Copying an entire column using OpenPyXL in Python 3 - python

I'm trying to copy an entire column over using OpenPyXL. Google seems to offer a lot of examples using ranges, but not for an entire column.
I have a workbook with a single worksheet with a load of dates in column A and column JX (A contains monthly dates, JX contains quarterly dates). I want the monthly dates column (in A:A) to be copied over to each worksheet ending in 'M' in my target workbook, and the quarterly dates column (in JX:JX) to the worksheets ending in 'Q'.
However, for some reason the last nested for loop, for src, dst in zip(ws_base[monthRange], ws_target['A:A']): is only copying the first cell, and nothing else.
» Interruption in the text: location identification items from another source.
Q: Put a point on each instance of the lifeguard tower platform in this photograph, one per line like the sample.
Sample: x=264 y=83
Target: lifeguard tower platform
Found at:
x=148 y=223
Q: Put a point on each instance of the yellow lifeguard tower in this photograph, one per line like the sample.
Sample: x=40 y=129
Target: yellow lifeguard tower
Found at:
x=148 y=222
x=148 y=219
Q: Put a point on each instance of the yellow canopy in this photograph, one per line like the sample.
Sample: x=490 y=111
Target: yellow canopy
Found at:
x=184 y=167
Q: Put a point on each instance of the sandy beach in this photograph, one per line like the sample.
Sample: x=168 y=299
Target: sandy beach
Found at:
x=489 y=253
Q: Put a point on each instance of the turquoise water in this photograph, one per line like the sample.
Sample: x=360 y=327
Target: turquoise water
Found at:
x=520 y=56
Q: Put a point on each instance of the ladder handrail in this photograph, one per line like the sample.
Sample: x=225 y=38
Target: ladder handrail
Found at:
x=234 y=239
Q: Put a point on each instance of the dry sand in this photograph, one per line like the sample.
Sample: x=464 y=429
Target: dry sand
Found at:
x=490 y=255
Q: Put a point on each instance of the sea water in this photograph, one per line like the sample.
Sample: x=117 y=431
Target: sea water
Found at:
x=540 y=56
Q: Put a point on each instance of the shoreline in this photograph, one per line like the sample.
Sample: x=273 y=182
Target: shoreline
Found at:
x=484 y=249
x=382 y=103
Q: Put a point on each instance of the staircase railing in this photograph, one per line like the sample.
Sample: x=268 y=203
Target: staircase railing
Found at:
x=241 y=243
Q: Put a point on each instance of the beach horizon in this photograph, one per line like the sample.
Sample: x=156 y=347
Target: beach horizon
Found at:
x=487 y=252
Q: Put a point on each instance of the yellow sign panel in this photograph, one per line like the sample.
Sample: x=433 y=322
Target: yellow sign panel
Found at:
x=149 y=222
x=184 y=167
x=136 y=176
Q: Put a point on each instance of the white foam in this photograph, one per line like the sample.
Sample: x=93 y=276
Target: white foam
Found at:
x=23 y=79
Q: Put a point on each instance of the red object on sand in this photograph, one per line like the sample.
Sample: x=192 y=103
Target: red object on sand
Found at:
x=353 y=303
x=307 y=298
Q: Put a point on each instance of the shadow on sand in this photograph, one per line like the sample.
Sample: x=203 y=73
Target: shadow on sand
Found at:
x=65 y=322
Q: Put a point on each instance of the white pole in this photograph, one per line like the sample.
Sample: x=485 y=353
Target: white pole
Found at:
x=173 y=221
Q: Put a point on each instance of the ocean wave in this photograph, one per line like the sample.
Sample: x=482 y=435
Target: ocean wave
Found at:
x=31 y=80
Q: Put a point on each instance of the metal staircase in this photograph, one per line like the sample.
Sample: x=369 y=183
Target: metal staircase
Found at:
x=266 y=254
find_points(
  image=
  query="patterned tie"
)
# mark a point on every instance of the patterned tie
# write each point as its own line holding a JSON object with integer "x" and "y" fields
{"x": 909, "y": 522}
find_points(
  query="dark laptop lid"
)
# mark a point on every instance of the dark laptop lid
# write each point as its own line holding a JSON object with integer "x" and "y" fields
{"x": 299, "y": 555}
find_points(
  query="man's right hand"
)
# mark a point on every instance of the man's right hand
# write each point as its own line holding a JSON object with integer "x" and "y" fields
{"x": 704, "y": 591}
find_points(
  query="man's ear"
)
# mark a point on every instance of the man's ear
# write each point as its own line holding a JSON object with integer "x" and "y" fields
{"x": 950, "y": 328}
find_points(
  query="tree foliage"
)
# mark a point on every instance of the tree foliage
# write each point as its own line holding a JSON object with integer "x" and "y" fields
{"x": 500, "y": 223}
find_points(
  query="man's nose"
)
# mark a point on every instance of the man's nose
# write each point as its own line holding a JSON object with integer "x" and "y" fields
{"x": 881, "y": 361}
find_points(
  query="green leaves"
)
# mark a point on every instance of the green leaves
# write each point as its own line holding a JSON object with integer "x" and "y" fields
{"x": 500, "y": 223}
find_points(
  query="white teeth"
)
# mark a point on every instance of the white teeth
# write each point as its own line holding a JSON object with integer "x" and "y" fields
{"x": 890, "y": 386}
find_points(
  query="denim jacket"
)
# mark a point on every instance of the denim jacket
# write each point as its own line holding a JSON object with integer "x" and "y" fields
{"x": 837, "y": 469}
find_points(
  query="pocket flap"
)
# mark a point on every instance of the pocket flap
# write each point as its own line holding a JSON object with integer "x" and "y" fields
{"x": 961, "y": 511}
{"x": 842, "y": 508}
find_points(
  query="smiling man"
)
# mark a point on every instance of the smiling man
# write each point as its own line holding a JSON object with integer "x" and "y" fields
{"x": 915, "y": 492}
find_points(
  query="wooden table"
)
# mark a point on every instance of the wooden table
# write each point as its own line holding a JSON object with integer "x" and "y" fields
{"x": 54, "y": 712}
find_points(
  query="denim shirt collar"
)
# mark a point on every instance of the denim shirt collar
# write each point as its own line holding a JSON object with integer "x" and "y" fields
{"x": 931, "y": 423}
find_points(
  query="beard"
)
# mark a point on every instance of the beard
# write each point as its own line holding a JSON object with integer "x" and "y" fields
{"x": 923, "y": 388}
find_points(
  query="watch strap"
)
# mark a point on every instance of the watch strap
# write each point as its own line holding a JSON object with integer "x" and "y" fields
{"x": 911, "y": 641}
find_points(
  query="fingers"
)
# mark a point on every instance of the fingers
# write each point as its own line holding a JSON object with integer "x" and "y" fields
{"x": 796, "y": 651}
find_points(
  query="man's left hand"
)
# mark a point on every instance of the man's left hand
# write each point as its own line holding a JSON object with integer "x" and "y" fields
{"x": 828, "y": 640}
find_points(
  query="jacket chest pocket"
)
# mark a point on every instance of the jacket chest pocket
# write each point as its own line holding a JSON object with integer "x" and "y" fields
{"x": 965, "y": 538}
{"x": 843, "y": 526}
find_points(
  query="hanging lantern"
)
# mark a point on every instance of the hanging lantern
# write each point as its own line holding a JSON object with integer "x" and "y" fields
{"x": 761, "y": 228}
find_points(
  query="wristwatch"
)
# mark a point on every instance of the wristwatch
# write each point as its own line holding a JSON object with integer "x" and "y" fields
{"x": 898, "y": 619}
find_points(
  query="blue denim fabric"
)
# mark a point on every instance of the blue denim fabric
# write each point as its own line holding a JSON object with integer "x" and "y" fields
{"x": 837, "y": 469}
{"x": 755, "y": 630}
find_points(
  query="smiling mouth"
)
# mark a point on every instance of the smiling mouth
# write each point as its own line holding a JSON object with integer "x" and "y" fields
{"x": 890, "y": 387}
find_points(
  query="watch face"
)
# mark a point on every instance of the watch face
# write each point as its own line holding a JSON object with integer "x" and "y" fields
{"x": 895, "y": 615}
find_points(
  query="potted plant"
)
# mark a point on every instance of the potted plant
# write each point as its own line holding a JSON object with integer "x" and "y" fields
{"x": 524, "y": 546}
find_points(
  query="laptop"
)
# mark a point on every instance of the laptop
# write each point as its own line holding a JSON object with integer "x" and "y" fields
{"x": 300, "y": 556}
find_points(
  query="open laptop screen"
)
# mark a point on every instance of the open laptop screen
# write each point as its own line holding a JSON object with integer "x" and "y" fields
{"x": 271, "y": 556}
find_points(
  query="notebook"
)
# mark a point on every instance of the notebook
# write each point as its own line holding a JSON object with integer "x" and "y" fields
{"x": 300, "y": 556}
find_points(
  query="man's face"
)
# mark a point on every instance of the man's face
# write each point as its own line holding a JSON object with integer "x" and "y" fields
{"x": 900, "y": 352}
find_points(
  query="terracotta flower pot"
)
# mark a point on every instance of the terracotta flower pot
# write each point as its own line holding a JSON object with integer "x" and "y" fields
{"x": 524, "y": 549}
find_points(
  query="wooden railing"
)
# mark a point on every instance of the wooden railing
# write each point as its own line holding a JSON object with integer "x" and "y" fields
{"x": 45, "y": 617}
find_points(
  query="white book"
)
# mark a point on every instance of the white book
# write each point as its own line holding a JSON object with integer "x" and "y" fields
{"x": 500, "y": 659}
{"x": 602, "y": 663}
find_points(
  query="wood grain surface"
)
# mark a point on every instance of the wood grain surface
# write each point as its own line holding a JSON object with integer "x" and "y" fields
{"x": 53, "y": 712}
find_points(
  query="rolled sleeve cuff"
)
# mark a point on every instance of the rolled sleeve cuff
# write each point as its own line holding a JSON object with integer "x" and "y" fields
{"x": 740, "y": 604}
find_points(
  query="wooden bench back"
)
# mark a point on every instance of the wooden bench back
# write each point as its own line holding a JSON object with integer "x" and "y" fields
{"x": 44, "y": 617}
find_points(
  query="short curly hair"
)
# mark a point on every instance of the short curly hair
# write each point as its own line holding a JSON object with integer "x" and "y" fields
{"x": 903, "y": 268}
It looks like I'm identifying the correct column with my monthRange and quarterRange strings, but Python isn't looping through the whole column despite the fact that I've got two ranges defined.
Does anyone have any ideas?
# Load the target workbook
targetwb = openpyxl.load_workbook('pythonOutput.xlsx')
# Load the source workbook
wb_base = openpyxl.load_workbook('Baseline_IFRS9_' + reportingMonth+'.xlsx')
# Go to row 9 and find "Geography:" to identify the relevant
# month and quarter date columns
sentinel = u"Geography:"
ws_base = wb_base.active
found = 0
dateColumns = []
for column in ws_base:
for cell in column:
if cell.value == sentinel:
dateColumns.append(cell.column) #
found + 1
if found == 2:
break
ColumnM = dateColumns[0]
ColumnQ = dateColumns[1]
print('Monthly col is ' + ColumnM)
print('Quarterly col is ' + ColumnQ)
IndexM = int(openpyxl.utils.column_index_from_string(str(ColumnM)))
IndexQ = int(openpyxl.utils.column_index_from_string(str(ColumnQ)))
print('Monthly col index is ' + str(IndexM))
print('Quarterly col index is ' + str(IndexQ))
print('Proceeding to paste into our new workbook...')
sheetLoop = targetwb.get_sheet_names()
for sheets in sheetLoop:
if sheets.endswith('Q'):
ws_target = targetwb[sheets]
quarterRange = ColumnQ + ':' + ColumnQ
print('Copying and pasting quarterly dates into: ' + sheets)
for src, dst in zip(ws_base[quarterRange], ws_target['A:A']):
dst.value = src.value
elif sheets.endswith('M'):
ws_target = targetwb[sheets]
monthRange = ColumnM + ':' + ColumnM
print('Copying and pasting monthly dates into: ' + sheets)
for src, dst in zip(ws_base[monthRange], ws_target['A:A']):
dst.value = src.value
targetwb.save('pythonOutput.xlsx')
Here's a simpler form of my problem.
import openpyxl
wb1 = openpyxl.load_workbook('pythonInput.xlsx')
ws1 = wb1.active
wb2 = openpyxl.load_workbook('pythonOutput.xlsx')
ws2 = wb2.active
for src, dst in zip(ws1['A:A'], ws2['B:B']):
print( 'Printing from ' + str(src.column) + str(src.row) + ' to ' + str(dst.column) + str(dst.row))
dst.value = src.value
wb2.save('test.xlsx')
So the problem here is that the for loop only prints from A1 to B1. Shouldn't it be looping down across rows..?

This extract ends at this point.